# Smartphone motions as midi controller ?



## Harald (Feb 24, 2020)

Hi there,

Some people use leap controller to record midi CC of vstis, it seems possible to do it with a smartphone (with some limits I think) do you know if it already exists ?

I'd like to try it with reaper (but it should work with any DAWs).

Thx


----------



## Dietz (Feb 24, 2020)

Not exactly what you were asking for - but this litte gadget seems to be filling the gap:

->


----------



## Harald (Feb 24, 2020)

What I had in mind was spending no money to have a new midi controller, as almost everyone has a smartphone.
Getting acceleration, orientation, movement from a phone to a computer is easy with the APIs. 
It's the next step, form raw data (JSON) to midi output that I wonder how to do.
And latency might be an issue too.
That's why I asked here, I think somebody must have did it already, but maybe not shared.

Basically, I am searching to do like in this vid :


but with a smartphone instead, so everybody could use it


----------



## Cinebient (Feb 24, 2020)

Some ios apps using the gyroscope for modulations or even mimic via the camera.
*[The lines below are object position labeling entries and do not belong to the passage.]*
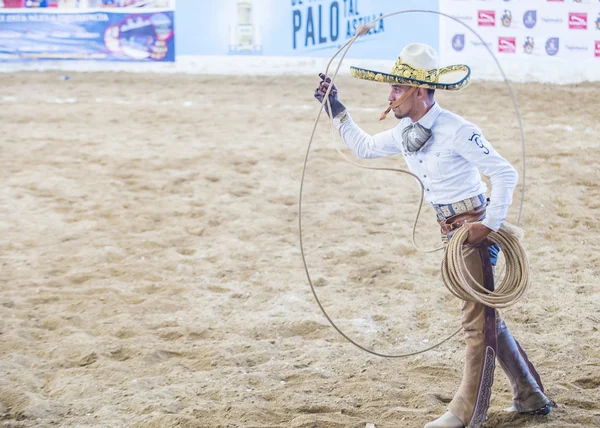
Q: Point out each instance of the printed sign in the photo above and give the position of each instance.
(507, 44)
(105, 36)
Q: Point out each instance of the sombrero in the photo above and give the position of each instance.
(418, 65)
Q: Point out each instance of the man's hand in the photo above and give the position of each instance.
(478, 233)
(336, 106)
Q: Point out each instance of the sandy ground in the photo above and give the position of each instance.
(151, 272)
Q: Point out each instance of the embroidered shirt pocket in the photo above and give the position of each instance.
(445, 162)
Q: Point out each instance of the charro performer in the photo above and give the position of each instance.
(448, 153)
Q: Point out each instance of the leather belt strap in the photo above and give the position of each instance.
(457, 221)
(491, 347)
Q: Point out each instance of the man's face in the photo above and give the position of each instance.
(404, 109)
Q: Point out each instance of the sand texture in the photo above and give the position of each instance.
(151, 270)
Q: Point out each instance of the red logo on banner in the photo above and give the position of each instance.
(486, 18)
(507, 44)
(577, 21)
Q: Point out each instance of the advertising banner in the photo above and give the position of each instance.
(103, 35)
(525, 32)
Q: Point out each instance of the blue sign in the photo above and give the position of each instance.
(99, 35)
(552, 46)
(530, 18)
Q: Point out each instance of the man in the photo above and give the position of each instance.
(448, 153)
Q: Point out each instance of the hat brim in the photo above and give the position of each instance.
(463, 71)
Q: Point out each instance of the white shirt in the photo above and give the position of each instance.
(449, 164)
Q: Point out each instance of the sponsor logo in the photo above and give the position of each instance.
(552, 20)
(530, 18)
(458, 42)
(552, 46)
(506, 18)
(529, 45)
(577, 21)
(463, 17)
(486, 18)
(507, 44)
(576, 48)
(480, 43)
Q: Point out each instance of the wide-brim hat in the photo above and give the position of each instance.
(418, 65)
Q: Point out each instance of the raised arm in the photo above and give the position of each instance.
(362, 144)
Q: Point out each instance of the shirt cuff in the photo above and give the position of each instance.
(341, 118)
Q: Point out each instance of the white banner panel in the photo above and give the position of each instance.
(555, 41)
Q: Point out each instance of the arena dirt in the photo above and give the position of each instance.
(151, 273)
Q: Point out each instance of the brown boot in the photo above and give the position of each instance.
(528, 391)
(471, 401)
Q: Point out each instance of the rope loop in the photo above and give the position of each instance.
(461, 284)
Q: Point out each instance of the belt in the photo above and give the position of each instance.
(445, 211)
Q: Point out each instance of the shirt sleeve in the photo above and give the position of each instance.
(472, 145)
(362, 144)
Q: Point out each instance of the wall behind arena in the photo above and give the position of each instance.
(553, 41)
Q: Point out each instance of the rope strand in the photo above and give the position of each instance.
(510, 290)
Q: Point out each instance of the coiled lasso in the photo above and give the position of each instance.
(516, 280)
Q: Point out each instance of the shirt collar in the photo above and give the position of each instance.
(429, 118)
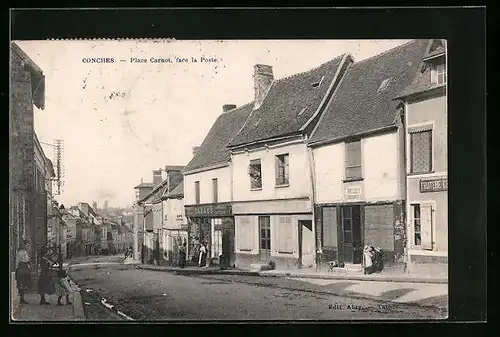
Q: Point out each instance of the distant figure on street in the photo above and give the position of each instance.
(45, 285)
(62, 287)
(182, 255)
(203, 253)
(23, 270)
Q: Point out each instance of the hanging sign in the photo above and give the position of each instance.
(433, 185)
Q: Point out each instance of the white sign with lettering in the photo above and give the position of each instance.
(353, 192)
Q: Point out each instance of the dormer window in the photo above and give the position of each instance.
(438, 71)
(317, 84)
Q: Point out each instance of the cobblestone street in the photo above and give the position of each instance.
(151, 295)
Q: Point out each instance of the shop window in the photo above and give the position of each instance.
(245, 234)
(255, 173)
(216, 241)
(197, 192)
(353, 160)
(421, 151)
(422, 225)
(282, 172)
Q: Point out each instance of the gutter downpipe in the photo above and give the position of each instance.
(312, 180)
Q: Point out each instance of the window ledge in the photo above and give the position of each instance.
(352, 179)
(420, 173)
(282, 185)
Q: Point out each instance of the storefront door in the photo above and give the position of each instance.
(265, 238)
(351, 233)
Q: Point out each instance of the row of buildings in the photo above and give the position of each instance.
(30, 171)
(317, 166)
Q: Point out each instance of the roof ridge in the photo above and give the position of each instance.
(237, 108)
(388, 51)
(310, 70)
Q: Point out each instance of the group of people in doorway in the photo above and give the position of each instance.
(47, 284)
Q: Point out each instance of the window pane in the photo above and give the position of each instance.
(418, 239)
(347, 224)
(353, 153)
(416, 211)
(348, 237)
(353, 172)
(421, 143)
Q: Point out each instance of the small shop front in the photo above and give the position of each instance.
(344, 228)
(428, 224)
(212, 224)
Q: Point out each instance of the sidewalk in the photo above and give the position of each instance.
(310, 273)
(33, 311)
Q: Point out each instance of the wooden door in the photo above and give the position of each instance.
(351, 234)
(265, 238)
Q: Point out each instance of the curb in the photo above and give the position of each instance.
(353, 295)
(357, 278)
(201, 271)
(286, 274)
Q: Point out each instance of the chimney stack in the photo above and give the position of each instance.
(227, 107)
(195, 149)
(262, 79)
(157, 179)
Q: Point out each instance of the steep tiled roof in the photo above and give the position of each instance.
(288, 105)
(145, 185)
(422, 78)
(213, 150)
(178, 191)
(360, 105)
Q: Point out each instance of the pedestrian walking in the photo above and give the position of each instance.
(203, 253)
(23, 270)
(182, 255)
(62, 287)
(45, 284)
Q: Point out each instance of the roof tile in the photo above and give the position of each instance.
(358, 105)
(288, 105)
(213, 150)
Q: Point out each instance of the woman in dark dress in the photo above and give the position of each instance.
(182, 255)
(23, 270)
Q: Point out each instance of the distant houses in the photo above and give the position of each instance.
(321, 164)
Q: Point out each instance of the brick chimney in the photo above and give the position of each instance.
(195, 149)
(157, 179)
(262, 79)
(227, 107)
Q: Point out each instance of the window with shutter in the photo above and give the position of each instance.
(285, 235)
(353, 160)
(245, 234)
(329, 227)
(282, 170)
(426, 226)
(421, 151)
(255, 174)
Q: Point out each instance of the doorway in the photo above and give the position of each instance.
(351, 244)
(265, 238)
(306, 243)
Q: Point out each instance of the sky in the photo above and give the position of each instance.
(120, 121)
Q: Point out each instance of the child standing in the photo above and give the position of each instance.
(62, 287)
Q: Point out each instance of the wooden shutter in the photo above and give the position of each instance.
(286, 170)
(426, 225)
(329, 227)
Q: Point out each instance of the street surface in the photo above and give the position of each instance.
(152, 295)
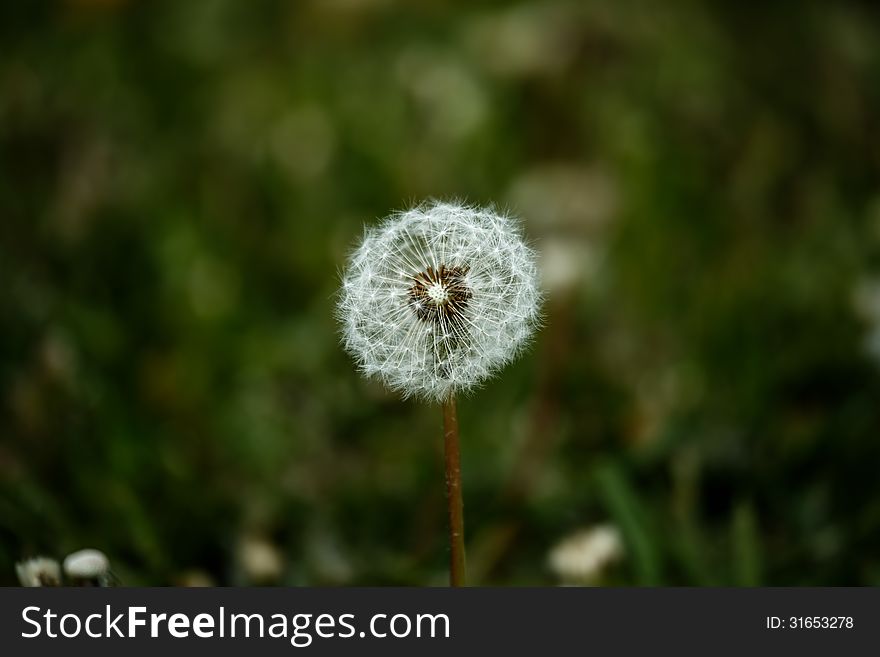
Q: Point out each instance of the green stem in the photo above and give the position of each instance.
(457, 575)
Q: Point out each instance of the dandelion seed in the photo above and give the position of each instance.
(438, 298)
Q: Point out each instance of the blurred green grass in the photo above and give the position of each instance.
(180, 184)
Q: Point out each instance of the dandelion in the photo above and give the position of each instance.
(88, 568)
(434, 301)
(39, 571)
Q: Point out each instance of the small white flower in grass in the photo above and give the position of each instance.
(39, 571)
(88, 567)
(582, 557)
(438, 298)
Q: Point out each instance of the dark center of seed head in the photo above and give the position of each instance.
(440, 295)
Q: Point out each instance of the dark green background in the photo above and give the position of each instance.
(180, 183)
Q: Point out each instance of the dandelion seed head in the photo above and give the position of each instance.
(438, 298)
(39, 571)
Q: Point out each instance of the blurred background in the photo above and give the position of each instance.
(180, 183)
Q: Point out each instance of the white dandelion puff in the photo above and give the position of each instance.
(39, 571)
(438, 298)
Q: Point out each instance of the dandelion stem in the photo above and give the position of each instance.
(453, 494)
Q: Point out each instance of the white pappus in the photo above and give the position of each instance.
(438, 298)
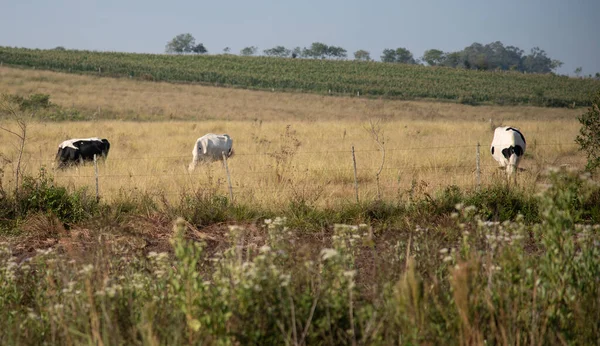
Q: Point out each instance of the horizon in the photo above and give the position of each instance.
(565, 32)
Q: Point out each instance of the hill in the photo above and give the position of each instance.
(372, 79)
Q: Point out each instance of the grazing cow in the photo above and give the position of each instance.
(508, 147)
(78, 150)
(211, 147)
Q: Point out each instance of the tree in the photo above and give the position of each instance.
(589, 134)
(199, 49)
(248, 51)
(388, 55)
(362, 55)
(336, 52)
(279, 51)
(434, 57)
(182, 43)
(400, 55)
(317, 50)
(537, 61)
(404, 56)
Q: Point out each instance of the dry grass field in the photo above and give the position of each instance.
(287, 146)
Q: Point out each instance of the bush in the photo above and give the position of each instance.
(40, 194)
(589, 134)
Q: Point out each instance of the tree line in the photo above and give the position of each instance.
(491, 56)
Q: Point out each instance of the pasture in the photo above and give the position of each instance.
(287, 145)
(165, 258)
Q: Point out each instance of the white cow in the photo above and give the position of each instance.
(211, 147)
(508, 147)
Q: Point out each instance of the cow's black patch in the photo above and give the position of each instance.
(517, 150)
(517, 131)
(83, 151)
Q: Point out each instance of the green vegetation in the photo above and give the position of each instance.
(589, 134)
(366, 78)
(419, 273)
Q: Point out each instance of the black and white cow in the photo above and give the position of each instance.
(211, 147)
(508, 147)
(79, 150)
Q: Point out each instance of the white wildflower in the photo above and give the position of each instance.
(86, 269)
(328, 253)
(350, 273)
(285, 279)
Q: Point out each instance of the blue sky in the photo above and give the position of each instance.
(567, 30)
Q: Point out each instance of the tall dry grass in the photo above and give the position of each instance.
(428, 145)
(268, 168)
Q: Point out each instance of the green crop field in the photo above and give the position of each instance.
(371, 79)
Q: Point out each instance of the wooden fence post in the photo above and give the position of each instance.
(355, 175)
(478, 161)
(96, 174)
(228, 177)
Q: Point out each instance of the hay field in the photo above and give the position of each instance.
(288, 146)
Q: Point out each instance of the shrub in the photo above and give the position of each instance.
(40, 194)
(589, 134)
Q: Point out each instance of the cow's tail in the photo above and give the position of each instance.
(514, 156)
(58, 162)
(106, 148)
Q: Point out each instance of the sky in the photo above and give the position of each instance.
(568, 30)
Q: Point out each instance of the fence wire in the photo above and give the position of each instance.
(453, 170)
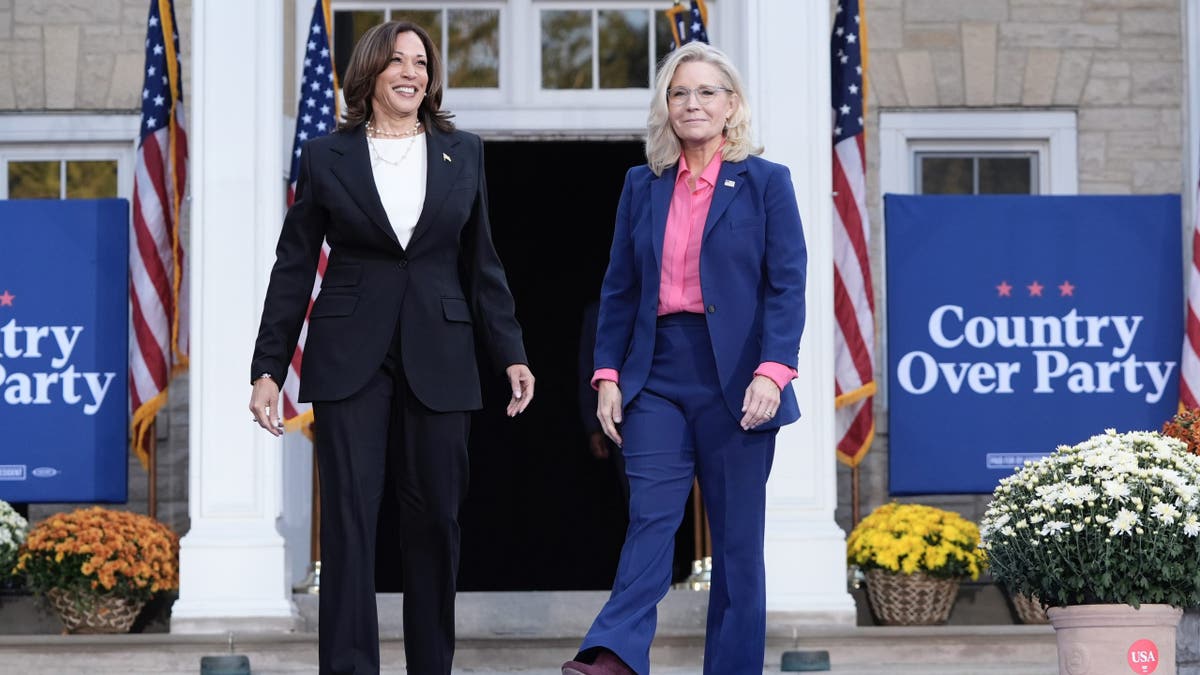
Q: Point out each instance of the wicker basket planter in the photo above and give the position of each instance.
(100, 613)
(910, 599)
(1030, 610)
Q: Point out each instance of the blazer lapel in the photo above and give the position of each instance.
(443, 165)
(660, 205)
(353, 169)
(729, 183)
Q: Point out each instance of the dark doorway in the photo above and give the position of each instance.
(541, 512)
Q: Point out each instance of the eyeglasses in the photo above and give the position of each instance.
(705, 94)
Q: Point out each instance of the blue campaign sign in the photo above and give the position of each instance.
(1019, 323)
(64, 335)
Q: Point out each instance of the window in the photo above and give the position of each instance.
(601, 48)
(67, 156)
(469, 39)
(976, 173)
(973, 153)
(978, 153)
(61, 179)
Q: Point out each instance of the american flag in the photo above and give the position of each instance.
(853, 299)
(688, 24)
(317, 117)
(157, 279)
(1189, 370)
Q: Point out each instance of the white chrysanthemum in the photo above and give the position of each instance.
(1123, 523)
(1192, 525)
(1164, 512)
(1116, 489)
(1053, 527)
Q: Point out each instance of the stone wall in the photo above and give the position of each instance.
(1117, 63)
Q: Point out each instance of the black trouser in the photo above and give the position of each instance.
(384, 430)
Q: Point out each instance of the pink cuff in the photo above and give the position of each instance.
(604, 374)
(778, 372)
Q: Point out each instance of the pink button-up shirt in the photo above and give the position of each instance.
(679, 288)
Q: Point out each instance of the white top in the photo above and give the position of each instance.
(399, 168)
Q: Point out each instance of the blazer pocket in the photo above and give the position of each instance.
(334, 304)
(465, 183)
(341, 275)
(745, 223)
(456, 309)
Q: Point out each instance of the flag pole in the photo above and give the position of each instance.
(153, 470)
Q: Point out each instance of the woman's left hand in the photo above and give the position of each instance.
(760, 402)
(521, 380)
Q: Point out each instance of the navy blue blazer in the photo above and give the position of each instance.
(753, 264)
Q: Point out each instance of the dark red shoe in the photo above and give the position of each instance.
(576, 668)
(606, 663)
(611, 664)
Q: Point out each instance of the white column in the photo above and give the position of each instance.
(784, 47)
(232, 560)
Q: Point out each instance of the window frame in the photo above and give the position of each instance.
(903, 133)
(1050, 133)
(467, 95)
(520, 108)
(1007, 151)
(70, 137)
(595, 94)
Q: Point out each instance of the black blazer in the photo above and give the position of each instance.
(441, 291)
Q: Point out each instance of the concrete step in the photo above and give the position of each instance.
(852, 651)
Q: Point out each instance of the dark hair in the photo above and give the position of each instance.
(371, 57)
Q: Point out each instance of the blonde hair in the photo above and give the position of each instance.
(661, 143)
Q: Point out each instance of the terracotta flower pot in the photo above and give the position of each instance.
(1115, 639)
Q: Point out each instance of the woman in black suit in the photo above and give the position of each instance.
(413, 279)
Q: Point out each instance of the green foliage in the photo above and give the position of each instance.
(1114, 519)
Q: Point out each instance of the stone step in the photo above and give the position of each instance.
(858, 651)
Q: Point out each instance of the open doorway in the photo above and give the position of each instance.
(541, 512)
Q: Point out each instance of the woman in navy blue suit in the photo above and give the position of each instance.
(701, 314)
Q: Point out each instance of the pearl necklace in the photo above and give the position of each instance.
(379, 156)
(406, 133)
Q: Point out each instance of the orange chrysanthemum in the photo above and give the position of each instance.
(107, 550)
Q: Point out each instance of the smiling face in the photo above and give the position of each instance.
(700, 124)
(401, 87)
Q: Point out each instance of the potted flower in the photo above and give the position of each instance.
(99, 567)
(12, 535)
(1108, 533)
(1185, 426)
(913, 557)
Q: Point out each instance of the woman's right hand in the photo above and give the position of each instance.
(609, 410)
(264, 405)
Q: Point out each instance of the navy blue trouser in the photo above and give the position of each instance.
(678, 426)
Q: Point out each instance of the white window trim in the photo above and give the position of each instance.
(58, 137)
(1053, 133)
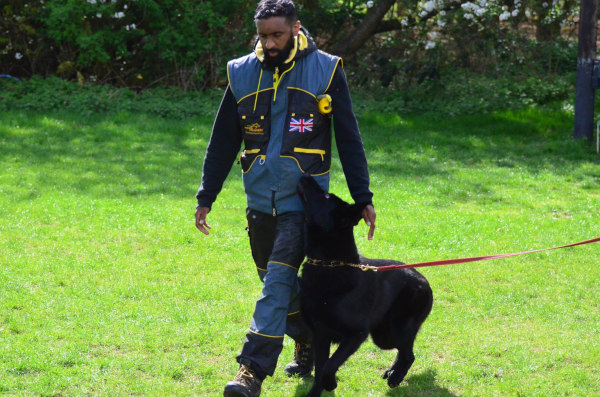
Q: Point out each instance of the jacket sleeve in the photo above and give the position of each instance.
(348, 141)
(224, 145)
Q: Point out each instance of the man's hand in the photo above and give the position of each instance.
(369, 216)
(201, 224)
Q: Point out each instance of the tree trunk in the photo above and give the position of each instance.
(365, 29)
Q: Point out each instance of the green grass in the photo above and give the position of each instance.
(106, 288)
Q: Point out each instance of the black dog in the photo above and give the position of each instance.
(343, 303)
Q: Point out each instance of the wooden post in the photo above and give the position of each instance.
(585, 85)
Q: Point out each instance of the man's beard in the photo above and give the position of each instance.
(281, 55)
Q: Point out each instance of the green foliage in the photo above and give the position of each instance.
(466, 93)
(39, 94)
(132, 43)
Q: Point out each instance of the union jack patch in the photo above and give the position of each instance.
(301, 125)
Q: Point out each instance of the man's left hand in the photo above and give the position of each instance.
(369, 216)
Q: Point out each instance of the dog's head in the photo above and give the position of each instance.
(326, 211)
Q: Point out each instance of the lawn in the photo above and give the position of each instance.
(106, 287)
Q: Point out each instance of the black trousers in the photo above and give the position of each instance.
(277, 244)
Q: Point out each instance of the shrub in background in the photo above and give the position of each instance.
(123, 42)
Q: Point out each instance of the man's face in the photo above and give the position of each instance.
(277, 38)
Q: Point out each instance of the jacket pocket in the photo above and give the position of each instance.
(255, 124)
(249, 157)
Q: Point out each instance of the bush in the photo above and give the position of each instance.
(127, 43)
(52, 94)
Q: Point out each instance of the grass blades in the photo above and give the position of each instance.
(106, 288)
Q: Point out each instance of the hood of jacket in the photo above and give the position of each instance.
(303, 45)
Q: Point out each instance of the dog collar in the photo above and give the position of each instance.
(323, 263)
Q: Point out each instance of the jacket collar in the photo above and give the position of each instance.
(303, 45)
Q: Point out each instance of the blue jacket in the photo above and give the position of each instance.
(284, 134)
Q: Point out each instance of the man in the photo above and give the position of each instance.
(280, 101)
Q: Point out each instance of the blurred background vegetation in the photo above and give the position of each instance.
(450, 56)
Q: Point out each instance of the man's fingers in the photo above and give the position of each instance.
(369, 217)
(371, 231)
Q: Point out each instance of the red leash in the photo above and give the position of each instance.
(478, 258)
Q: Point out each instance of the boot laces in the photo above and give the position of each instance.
(245, 375)
(302, 353)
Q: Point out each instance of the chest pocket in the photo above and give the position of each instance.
(255, 123)
(307, 135)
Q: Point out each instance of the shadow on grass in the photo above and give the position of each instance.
(137, 155)
(422, 384)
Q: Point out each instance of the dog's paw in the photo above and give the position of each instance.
(329, 383)
(394, 377)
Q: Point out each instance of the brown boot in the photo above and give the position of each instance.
(303, 362)
(245, 384)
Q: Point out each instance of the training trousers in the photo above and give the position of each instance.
(277, 244)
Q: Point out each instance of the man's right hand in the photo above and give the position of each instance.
(201, 224)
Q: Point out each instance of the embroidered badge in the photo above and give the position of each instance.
(301, 125)
(254, 129)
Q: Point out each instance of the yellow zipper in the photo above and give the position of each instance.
(277, 79)
(311, 151)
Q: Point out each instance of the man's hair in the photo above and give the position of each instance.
(276, 8)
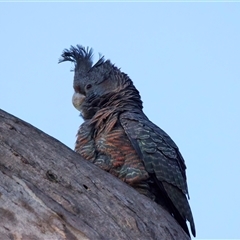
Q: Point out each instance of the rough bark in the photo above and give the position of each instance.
(47, 191)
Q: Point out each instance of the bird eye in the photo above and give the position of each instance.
(88, 86)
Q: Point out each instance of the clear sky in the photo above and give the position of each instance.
(183, 57)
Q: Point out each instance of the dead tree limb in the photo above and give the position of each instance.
(47, 191)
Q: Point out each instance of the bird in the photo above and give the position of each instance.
(119, 138)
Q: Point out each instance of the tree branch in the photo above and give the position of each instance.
(47, 191)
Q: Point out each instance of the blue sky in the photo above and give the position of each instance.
(183, 58)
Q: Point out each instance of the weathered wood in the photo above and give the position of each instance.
(47, 191)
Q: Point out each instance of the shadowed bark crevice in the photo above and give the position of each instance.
(47, 191)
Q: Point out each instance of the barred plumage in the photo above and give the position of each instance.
(118, 137)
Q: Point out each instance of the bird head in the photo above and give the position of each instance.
(95, 84)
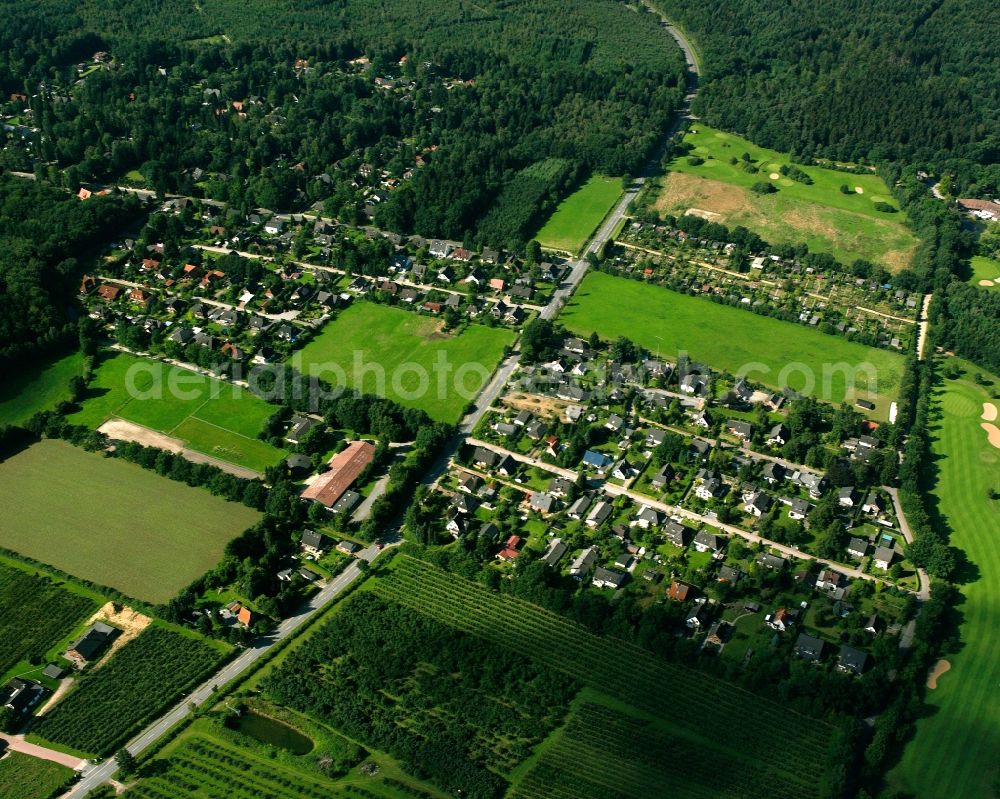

They mainly use it for intern usage. Not sure if there is a low latency midi out conversation possible.
However, midi over bluetooth works good and with low latency for me in general.


----------



## EgM (Feb 24, 2020)

There's a few of them for iphone, I have a leap controller as well which I don't use much. I've also used a Wii mote (Nintendo) with Osculator for quite a while 

On iPhone there's this:
https://apps.apple.com/us/app/ac-sabre-midi-instrument
Here's a guy demoing it:


Edit: 

I've grabbed the app,by default it does CC1 on roll and CC-filter on raise, you can modify those parameters but it's not user friendly... I'll give it another look some other time.


----------



## robgb (Feb 24, 2020)

I use TouchOSC and Osculator (the combination makes programming much easier). I'm using two old phones - one for articulation changing and another as a CC X/Y controller, controlling CC1/CC11.


----------



## Harald (Feb 25, 2020)

I'll take a look on the reaper forum, I may have more success there.
I was sure my idea was already implemented by someone, I'll share any work on it here.

Edit: OK, after some research it seems that 3d tracking of a smartphone (its position in space) is impossible due to the quality of the sensors.
Even Magdwick and Kalman filters have limits.
So it's better to stick to something similar to touchosc solution :/

5€ is maybe too much though.


----------